Ps- I LOVE your recipes!!! Thank you so much. I use them everyday.
Jill says
Hi Mary~
For thin sliced sirloin, you would only need to cook for 5 minutes at the most. A chuck roast or other tough cut of meat would taste better. Jill
Ape says
Amazing!!! Love this recipe! Thx for all your work, love your recipes!!!
Cynthia says
We LOVED this. I followed the recipe exactly and will do so again next time, but may make my own seasoning blend (I don’t like to use the prepackaged stuff). Can’t stop raving about it.
Cynthia says
Also re: spiciness level – my two year old loved it but couldn’t dip in the juice, just had the sandwich. (He can handle a little spice but – he’s two, so… not much.)
Ann Sherer says
How long does it cook in the pressure cooker?
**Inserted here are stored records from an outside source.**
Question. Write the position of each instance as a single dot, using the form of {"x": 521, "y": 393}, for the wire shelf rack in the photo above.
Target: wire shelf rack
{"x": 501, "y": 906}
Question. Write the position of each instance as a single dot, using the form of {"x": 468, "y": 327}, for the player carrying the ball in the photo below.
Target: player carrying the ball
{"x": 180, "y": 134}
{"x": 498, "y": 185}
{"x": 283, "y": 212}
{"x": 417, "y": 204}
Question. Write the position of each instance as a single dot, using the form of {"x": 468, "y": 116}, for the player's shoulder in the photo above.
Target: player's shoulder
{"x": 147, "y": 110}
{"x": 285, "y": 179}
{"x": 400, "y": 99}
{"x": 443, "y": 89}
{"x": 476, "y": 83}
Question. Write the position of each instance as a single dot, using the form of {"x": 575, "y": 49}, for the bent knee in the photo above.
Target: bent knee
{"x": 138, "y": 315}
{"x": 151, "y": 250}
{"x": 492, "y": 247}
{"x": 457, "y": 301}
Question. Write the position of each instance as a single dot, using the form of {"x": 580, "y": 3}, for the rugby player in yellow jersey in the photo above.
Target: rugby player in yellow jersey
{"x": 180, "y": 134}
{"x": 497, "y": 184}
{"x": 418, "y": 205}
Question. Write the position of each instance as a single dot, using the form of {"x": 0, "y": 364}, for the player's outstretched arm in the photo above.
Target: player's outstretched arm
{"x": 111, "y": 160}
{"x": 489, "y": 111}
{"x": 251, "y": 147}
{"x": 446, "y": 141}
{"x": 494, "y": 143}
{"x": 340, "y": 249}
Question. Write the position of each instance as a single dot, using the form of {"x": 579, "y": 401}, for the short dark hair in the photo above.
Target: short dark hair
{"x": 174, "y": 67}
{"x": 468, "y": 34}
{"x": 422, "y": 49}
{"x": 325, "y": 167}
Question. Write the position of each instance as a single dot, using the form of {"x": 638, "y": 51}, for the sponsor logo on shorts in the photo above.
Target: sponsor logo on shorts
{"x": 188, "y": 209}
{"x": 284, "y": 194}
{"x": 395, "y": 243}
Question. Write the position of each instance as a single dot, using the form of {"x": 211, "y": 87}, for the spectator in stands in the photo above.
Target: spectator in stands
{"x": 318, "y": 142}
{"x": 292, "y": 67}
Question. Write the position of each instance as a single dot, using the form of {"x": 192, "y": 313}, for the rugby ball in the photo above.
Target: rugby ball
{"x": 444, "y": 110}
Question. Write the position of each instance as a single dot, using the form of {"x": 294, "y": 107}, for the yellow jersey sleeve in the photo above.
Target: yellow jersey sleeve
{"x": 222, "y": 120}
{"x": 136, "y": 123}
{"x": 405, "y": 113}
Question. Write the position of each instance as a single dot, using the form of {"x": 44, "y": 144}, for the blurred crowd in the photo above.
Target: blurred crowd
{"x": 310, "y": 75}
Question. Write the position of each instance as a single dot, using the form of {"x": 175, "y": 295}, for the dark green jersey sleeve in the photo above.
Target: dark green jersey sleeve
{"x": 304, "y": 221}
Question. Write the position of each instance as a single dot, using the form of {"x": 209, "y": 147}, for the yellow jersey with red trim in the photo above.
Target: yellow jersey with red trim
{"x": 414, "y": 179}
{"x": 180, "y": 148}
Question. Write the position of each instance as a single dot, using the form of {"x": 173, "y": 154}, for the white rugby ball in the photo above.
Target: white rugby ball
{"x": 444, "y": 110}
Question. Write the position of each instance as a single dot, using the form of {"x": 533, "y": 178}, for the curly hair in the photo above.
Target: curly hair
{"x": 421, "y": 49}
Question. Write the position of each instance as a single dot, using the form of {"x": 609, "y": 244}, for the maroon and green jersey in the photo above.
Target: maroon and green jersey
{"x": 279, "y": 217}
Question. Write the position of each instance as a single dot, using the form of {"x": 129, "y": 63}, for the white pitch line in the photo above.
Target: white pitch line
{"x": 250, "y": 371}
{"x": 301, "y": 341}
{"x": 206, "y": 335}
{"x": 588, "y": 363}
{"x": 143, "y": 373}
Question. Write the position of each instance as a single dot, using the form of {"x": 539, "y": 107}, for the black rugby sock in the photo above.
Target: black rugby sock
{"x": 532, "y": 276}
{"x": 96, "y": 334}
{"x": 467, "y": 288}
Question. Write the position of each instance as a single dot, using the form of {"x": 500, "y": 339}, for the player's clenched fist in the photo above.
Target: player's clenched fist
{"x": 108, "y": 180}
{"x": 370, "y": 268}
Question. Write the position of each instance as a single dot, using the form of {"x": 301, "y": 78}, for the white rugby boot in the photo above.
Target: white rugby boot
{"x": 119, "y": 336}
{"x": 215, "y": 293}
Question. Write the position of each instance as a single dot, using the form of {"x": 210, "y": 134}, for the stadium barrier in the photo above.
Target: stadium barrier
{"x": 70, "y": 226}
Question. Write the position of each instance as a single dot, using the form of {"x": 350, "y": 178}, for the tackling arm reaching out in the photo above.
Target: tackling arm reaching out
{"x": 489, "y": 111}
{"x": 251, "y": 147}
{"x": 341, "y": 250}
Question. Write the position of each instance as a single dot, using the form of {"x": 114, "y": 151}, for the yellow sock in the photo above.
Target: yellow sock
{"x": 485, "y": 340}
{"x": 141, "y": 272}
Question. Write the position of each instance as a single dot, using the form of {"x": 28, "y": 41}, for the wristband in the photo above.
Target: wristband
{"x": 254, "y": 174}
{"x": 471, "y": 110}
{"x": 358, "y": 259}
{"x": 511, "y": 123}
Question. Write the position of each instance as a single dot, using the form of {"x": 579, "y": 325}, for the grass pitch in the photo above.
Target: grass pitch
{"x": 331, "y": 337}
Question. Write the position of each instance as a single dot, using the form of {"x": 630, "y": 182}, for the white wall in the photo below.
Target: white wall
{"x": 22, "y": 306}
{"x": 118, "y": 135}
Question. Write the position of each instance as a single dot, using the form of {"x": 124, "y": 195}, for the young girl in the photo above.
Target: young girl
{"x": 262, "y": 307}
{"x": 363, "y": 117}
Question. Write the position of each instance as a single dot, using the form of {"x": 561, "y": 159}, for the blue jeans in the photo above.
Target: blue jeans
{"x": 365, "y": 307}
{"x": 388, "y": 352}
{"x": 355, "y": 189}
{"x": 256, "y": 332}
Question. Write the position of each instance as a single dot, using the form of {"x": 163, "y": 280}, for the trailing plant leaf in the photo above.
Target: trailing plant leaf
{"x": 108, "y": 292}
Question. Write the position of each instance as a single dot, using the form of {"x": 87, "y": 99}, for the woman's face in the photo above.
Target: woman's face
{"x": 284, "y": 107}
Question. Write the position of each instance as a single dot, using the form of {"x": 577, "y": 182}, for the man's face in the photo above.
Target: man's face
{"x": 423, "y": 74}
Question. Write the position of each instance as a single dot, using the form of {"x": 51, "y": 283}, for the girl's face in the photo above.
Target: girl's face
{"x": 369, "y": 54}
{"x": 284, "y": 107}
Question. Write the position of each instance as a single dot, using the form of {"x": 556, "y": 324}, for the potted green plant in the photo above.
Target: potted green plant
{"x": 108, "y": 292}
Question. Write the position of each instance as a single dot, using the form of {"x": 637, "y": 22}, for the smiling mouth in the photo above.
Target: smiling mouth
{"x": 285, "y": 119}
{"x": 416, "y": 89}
Recipe doesn’t say a time.
Ann says
never mind- I see it now!
Donna Hawks says
Your recipes sound great. I just received my new 8gt. Elite pressure cooker and need recipes.
Delma Pearce says
Wonderful recipes.
Muriel says
Do the Pepperoncini’s make it spicy hot?
Jill says
Muriel, not spicy hot, flavorful.
Jill
Sheri says
I don’t see a button to print this recipe out…I’ve probably overlooked it. Can you double check? I’ll rate it after I have made it.
Thanks!
Kate says
Would this work with a sirloin tip roast?